Valor Econômico - 28/09/2010
Foi um desastre completo. O Supremo Tribunal Federal (STF), ao terminar a votação sobre recurso extraordinário do ex-governador Joaquim Roriz (PSL) contra a impugnação à sua candidatura pelo Tribunal Superior Eleitoral (TSE), com base na Lei Ficha Limpa, decidiu uma das questões colocadas - a Lei aprovada em maio é constitucional, ao contrário do que sustentava o advogado de Roriz -, mas não concluiu o julgamento, ao se deparar com outro impasse, se a lei poderia retroagir para punir um político que renunciou a uma cadeira no Senado antes da aprovação da lei, para evitar ser cassado por quebra de decoro parlamentar. Com o julgamento em suspenso, Roriz deu um golpe de mestre: renunciou à sua candidatura quando apenas nove dias o separavam do primeiro turno e lançou a de sua mulher, Weslian, anunciando que, se ela for eleita, não a deixará sozinha um só dia. Como as urnas já estão lacradas, e o nome de Roriz consta da lista de candidatos ao governo do Distrito Federal, o eleitor vai apertar o número do candidato que renunciou, vai aparecer a sua foto na urna - mas, de verdade, vai votar na mulher do político. Como renunciou, o recurso extraordinário, que diz respeito a uma candidatura que não existe, vai para a gaveta.

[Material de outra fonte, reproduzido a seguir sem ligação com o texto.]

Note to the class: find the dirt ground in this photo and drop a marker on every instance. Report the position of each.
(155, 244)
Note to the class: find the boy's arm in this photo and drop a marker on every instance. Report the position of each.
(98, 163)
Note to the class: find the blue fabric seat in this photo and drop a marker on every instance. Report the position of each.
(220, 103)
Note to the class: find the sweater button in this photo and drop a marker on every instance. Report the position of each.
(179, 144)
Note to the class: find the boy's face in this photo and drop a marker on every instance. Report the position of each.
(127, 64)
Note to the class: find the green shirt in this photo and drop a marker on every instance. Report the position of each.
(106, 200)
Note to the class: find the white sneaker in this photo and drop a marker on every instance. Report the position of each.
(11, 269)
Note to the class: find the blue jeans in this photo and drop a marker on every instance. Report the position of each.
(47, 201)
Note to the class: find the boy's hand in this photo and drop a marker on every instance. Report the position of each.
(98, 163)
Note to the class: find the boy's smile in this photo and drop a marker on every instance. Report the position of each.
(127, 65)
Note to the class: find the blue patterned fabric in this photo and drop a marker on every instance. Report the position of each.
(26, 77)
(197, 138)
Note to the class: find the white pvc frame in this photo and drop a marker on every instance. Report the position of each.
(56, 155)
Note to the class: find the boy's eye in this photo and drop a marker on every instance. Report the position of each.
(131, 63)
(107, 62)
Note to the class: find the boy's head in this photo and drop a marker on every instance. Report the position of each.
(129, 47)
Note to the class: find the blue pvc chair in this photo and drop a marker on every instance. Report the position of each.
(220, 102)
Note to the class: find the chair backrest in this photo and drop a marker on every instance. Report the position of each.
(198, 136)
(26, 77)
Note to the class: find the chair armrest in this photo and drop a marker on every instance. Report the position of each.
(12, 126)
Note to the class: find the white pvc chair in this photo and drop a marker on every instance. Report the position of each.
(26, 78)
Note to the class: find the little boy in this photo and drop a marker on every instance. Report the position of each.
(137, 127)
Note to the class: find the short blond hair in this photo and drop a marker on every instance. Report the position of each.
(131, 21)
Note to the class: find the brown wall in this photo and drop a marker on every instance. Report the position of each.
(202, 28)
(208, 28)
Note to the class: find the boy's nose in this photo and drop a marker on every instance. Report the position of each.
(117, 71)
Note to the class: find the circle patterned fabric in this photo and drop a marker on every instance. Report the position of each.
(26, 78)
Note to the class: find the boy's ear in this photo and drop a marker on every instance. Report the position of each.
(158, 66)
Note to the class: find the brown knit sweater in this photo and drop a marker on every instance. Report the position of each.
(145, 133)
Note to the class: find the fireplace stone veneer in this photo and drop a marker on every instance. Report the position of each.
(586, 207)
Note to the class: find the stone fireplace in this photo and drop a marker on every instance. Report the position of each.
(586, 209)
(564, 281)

Existem mais dois recursos que o Supremo poderia avaliar nesses últimos dias antes das eleições, mas dificilmente isso acontecerá - e os dois casos não dizem respeito ao que fazer com os candidatos que renunciaram a mandatos para não serem cassados, uma das possibilidades de inelegibilidade incluída na lei pelo projeto Ficha Limpa. O julgamento mal-sucedido foi mais uma guerra de egos do que propriamente uma tentativa de evitar a instabilidade jurídica. O eleitor vai para as urnas, no domingo, carregando consigo muitas chances de ver a sua decisão anulada por uma decisão posterior do STF. Ao não decidir, o Supremo se reservou o direito de fazê-lo depois. É o tribunal que vai decidir, fechadas as urnas e proclamado o resultado, qual voto popular vai valer.

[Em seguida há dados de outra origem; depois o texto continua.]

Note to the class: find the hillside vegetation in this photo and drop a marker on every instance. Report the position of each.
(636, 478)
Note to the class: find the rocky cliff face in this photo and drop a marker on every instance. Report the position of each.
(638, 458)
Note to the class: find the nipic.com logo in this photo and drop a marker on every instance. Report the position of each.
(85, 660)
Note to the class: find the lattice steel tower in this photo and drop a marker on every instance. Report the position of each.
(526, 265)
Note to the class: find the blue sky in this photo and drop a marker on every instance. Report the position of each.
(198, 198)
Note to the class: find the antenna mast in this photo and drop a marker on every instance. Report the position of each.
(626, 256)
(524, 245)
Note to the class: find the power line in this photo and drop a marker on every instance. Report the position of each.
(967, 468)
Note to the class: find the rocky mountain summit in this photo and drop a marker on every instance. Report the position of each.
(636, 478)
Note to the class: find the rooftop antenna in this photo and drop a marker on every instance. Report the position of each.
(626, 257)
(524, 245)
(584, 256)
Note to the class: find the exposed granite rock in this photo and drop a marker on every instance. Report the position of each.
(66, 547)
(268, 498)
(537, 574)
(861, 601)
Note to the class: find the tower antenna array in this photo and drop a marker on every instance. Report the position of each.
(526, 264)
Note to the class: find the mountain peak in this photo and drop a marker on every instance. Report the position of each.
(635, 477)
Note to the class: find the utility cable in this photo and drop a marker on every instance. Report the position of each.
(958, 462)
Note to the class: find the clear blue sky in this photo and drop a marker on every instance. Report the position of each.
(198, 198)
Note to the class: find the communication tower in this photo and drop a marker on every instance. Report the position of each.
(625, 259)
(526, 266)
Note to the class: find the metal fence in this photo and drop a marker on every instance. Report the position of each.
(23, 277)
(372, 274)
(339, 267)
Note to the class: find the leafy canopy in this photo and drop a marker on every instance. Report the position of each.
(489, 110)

Todas as instâncias de decisão do voto ficaram em aberto. Se o STF decidir, depois das eleições, que a Ficha Limpa vale para este pleito e retroativamente, e desta forma atingir os condenados em segunda instância e aqueles que renunciaram a mandatos antes de sua vigência, estará alterando regras do jogo depois que ele foi jogado. Os candidatos majoritários não serão diplomados ou não serão empossados, dependendo do ritmo do julgamento do STF e de sua vontade de decidir o problema. Ou, na pior das hipóteses, serão cassados depois de terem iniciado seus mandatos.

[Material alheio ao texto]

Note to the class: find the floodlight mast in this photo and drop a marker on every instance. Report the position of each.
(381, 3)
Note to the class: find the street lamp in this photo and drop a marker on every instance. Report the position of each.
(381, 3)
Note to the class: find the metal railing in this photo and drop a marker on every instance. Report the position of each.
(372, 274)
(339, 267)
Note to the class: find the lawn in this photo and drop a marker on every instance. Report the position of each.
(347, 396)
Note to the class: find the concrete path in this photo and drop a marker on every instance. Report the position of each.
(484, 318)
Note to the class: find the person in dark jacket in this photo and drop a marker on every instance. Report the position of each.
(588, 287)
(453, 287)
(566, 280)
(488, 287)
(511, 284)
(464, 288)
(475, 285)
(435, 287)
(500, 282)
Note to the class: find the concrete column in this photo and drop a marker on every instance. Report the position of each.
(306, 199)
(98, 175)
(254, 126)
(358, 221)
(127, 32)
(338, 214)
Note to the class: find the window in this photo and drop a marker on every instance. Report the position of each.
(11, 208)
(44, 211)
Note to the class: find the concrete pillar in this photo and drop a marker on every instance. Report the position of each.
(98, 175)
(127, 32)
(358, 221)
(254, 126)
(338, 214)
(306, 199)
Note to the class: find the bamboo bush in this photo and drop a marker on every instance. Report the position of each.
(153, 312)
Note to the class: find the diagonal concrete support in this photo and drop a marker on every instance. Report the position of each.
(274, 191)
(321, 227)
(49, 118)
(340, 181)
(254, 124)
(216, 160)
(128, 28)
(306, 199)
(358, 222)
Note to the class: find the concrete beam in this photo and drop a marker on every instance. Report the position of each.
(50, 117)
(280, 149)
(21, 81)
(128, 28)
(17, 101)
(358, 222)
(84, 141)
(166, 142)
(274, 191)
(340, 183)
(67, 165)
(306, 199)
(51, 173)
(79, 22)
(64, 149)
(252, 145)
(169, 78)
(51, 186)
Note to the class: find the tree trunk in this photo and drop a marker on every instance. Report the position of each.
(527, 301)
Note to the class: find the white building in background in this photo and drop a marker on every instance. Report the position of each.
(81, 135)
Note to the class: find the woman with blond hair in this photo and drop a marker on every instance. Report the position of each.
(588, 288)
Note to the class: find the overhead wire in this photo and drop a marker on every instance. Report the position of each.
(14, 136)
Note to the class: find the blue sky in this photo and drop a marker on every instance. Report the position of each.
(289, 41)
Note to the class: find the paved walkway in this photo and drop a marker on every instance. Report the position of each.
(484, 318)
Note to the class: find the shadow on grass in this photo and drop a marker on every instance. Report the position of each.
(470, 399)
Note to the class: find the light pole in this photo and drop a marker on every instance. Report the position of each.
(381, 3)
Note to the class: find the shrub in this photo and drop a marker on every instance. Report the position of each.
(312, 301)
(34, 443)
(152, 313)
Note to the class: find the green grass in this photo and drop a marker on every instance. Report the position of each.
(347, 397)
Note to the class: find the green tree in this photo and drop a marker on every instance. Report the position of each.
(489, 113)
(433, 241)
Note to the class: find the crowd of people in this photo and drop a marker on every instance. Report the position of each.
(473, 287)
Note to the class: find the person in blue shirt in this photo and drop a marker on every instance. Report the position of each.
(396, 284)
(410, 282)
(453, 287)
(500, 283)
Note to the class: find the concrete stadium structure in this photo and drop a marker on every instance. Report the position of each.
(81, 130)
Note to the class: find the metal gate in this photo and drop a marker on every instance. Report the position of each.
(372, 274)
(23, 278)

Os candidatos nas eleições proporcionais que estiverem nessa situação não apenas serão cassados, mas os votos dados a eles serão anulados e não valerão mais no cálculo de composição das bancadas das Assembleias ou da Câmara de Deputados. Se, por exemplo, o deputado Paulo Maluf (PP) tiver algo parecido aos mais de 700 mil votos obtidos nas eleições de 2006, e eleger, junto com ele, outros dois deputados, pelo princípio da proporcionalidade, e mais tarde o STF decidir que ele era inelegível porque traz nas costas uma condenação por órgão colegiado, os seus votos serão considerados nulos e haverá nova distribuição de cadeiras entre os partidos.
A situação ficou tão dramática que o eleitor poderá votar em um Ficha-Suja, e, se ele foi impugnado depois do lacramento das urnas eletrônicas, seu voto não valerá nada. Poderá também não encontrar o número de seu candidato se, por uma eventualidade, sua impugnação foi considerada improcedente nesse período. Depois disso, poderá ver destituídos os seus eleitos. A outra alternativa não é melhor: poderá ser governado por um político condenado - e políticos sem princípios têm por hábito obter mandatos porque junto com eles vem o foro privilegiado, que pode garantir-lhes a impunidade pelo resto de seus dias.
Os partidos estão correndo o risco de saírem das urnas de uma forma e, no ano que vem, ficarem mais esburacados - mas, enfim, a decisão de submeter aos eleitores candidatos sub-judice é um risco que sabem que estão correndo. O eleitor, todavia, vai levar gato por lebre. Depois das eleições, o STF vai se colocar na posição de decidir qual voto valeu. É um poder imenso para um plenário de dez juízes, que serão onze depois das eleições. O presidente Lula decidiu preencher a vaga só depois de saber quem será o novo presidente da República.